Communication really "fits" into puzzle play. Depending on how many pieces your particular puzzle has, it can take varying amounts of time to solve.
Remember that If it is too challenging your child may lose interest. If your child has difficulty attending to tasks you probably want to pick a puzzle that can be completed within ten minutes. Be prepared to assist them and remember to have fun together while doing it. If they enjoy completing the puzzle with you, they'll want to revisit the task in the future! You can always work on extending the time and difficulty level of the puzzle as you practice this skill.

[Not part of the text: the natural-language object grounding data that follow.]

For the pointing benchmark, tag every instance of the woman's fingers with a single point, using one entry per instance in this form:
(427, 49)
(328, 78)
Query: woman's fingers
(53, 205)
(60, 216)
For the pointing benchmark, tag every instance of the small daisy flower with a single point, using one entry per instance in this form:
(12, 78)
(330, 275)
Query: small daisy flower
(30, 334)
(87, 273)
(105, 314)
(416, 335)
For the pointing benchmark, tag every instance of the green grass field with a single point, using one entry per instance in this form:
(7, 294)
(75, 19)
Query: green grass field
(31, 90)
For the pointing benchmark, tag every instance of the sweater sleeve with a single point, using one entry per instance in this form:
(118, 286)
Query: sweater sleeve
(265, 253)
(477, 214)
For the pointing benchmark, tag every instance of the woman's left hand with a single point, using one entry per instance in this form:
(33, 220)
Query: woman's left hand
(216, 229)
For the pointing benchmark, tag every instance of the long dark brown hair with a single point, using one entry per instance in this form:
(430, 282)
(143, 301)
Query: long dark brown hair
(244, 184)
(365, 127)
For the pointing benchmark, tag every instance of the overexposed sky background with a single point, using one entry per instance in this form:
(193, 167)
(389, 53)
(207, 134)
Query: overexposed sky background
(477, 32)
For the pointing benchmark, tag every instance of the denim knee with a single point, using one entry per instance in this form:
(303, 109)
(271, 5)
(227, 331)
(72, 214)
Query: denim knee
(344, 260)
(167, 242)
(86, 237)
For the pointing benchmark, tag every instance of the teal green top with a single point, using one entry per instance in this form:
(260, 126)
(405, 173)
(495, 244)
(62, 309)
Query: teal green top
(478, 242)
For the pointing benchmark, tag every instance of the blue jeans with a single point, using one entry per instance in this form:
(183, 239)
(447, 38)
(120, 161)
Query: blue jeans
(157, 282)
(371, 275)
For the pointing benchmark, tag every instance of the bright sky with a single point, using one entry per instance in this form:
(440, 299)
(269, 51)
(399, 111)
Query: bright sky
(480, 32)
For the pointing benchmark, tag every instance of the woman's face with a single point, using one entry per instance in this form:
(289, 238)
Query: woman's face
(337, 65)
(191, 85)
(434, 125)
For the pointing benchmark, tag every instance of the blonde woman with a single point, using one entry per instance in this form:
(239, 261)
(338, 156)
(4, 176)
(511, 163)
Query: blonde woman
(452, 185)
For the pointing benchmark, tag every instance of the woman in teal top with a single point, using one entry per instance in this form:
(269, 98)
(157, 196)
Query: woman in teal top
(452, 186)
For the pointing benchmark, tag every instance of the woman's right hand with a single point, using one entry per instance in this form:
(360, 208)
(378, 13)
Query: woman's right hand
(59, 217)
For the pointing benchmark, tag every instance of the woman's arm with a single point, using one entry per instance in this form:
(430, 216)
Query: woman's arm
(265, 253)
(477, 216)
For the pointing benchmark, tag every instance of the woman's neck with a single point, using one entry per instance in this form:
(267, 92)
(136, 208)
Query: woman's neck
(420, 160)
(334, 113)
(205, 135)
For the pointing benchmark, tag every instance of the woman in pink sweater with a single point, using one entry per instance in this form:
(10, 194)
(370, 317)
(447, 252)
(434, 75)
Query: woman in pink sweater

Here's a list of target vocabulary for a puzzle task:
Nouns: box, pieces, corner. whatever items are portrayed in the puzzle
Verbs: want, need, help, turn, fit, push, look
Pronouns: I, you, my
Questions: where, what, when
Adjectives: colors, round, pointy, same, more
1. Place the cover to the puzzle box in plain sight so you can refer to it from time to time when you need to see where a piece fits.
2. Teach your child how to start a puzzle by looking for the corners so you have a framework. You can teach that the corners are "pointy" and show them what the edges look like. Ask them to help you find the other corners. You can say "Where are the other pointy pieces?"
3. Find to pieces that fit together and show your child. You can say, "Look they have the same pattern." Or "They fit." Then you can ask "Where are other pieces that fit?" You can infuse more describing words when looking for pieces that go together. (i.e. "A round piece needs to fit here.)
4. Continue to help your child find more pieces and gesture to blank spots on the puzzle to model language. You can say, "We need more pieces." Or "Let's find another piece that fits."
5. If your child has difficulty getting the pieces together you can help them by saying, "We can turn the pieces until they fit." Model twisting and moving pieces to see where they fit so your child can see. It is okay to help as we want to decrease frustration but allow them to work at portions of the puzzle because they can also feel a sense of accomplishment for overcoming a challenge successfully! You can also prompt the to request help from you which is a skill that can transfer to many other activities.
6. Encourage your child throughout this process with positive praise such as, "Great job fitting those pieces together." Or "Wow, you found that?!"
7. Also remember to give positive reinforcement for completing the puzzle. We always want to praise task completion! You can say, "That was a big puzzle! Fantastic work finishing it!" Or "I had fun doing this puzzle with you!"